On September 17, 1996, King County voters defeat a $215 million bond proposal intended to fund habitat restoration, purchase lands for parks and open spaces, and create ballfields.

The Metropolitan King County Council proposed the "Fields and Streams" measure, which would have used a third of the funds to restore salmon and wildlife habitats and the rest to purchase land for open spaces and parks, to improve existing parks, and to create new ballfields.

Seattle had at this time 185 ballfields on which 2,500 different softball, baseball, and other teams competed both against each other and for a field on which to play. The bond proposed the creation of 70 new soccer and baseball fields, six new basketball courts, and three new tennis courts.

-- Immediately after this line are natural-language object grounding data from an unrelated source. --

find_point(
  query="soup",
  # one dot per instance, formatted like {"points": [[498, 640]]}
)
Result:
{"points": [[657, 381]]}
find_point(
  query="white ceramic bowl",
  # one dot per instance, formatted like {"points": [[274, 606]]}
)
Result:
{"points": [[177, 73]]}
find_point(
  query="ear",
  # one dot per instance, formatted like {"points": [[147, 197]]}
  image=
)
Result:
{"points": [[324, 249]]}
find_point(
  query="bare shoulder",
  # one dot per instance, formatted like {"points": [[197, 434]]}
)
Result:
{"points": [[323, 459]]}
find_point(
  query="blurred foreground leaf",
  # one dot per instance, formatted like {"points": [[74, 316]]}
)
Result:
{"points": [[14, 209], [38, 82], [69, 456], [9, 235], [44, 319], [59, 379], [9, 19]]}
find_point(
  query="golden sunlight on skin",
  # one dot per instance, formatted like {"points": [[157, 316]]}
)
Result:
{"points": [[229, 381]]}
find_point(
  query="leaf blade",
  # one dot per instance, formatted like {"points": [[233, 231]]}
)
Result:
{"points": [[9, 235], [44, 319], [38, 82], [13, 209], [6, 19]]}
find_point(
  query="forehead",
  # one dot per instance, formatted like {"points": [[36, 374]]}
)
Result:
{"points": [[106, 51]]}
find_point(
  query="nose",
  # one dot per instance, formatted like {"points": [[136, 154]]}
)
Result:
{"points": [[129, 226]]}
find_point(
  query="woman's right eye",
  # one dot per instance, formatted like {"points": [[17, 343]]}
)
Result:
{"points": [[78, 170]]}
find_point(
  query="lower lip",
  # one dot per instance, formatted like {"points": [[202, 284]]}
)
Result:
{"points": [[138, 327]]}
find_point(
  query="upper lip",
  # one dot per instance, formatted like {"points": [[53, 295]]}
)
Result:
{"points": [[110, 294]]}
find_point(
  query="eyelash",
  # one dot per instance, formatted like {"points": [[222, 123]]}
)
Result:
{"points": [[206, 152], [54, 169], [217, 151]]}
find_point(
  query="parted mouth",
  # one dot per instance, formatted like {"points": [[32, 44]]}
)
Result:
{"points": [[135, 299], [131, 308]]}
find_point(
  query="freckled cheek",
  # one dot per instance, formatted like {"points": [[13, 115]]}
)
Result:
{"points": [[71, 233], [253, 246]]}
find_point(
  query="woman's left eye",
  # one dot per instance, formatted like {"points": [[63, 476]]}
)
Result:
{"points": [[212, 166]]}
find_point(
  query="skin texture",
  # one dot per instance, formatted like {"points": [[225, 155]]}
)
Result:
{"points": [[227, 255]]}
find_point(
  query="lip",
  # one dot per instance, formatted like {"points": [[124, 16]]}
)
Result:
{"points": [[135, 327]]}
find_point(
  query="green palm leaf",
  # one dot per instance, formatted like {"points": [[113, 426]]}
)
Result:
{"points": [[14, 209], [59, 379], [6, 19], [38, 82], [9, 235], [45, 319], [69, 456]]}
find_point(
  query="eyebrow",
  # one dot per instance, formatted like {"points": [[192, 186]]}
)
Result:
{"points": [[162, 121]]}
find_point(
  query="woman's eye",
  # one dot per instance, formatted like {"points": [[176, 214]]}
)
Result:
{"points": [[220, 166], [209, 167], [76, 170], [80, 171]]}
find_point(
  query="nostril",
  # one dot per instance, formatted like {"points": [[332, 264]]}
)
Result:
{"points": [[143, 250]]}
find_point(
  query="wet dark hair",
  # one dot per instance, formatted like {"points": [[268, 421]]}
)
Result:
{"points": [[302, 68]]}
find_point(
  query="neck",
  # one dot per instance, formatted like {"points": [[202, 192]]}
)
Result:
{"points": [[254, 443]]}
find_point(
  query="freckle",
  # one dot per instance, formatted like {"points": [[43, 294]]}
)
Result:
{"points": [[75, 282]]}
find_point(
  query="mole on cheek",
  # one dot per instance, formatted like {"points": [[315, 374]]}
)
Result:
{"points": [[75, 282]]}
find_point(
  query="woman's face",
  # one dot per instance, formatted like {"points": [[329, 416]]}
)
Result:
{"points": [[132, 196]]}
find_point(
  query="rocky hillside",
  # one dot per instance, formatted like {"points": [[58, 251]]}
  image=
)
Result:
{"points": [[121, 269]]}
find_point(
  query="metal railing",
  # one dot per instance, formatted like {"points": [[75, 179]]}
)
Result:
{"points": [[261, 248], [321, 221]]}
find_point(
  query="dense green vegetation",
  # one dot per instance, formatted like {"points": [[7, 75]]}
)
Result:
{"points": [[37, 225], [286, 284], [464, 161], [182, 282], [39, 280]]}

The measure received a 54.4 percent majority vote, but its passage required a 60 percent majority. An accompanying levy, a $30.5 million maintenance fund to pay for the upkeep of new parks projects through the next decade, also failed.


Larry Lange, "Voters Reject Parks, Open-space Issues," Seattle Post-Intelligencer, September 18, 1996, p.A-6; David Schaefer, "King County Parks: Lack of Voters Defeats Measure," The Seattle Times, September 18, 1996, p. C-5.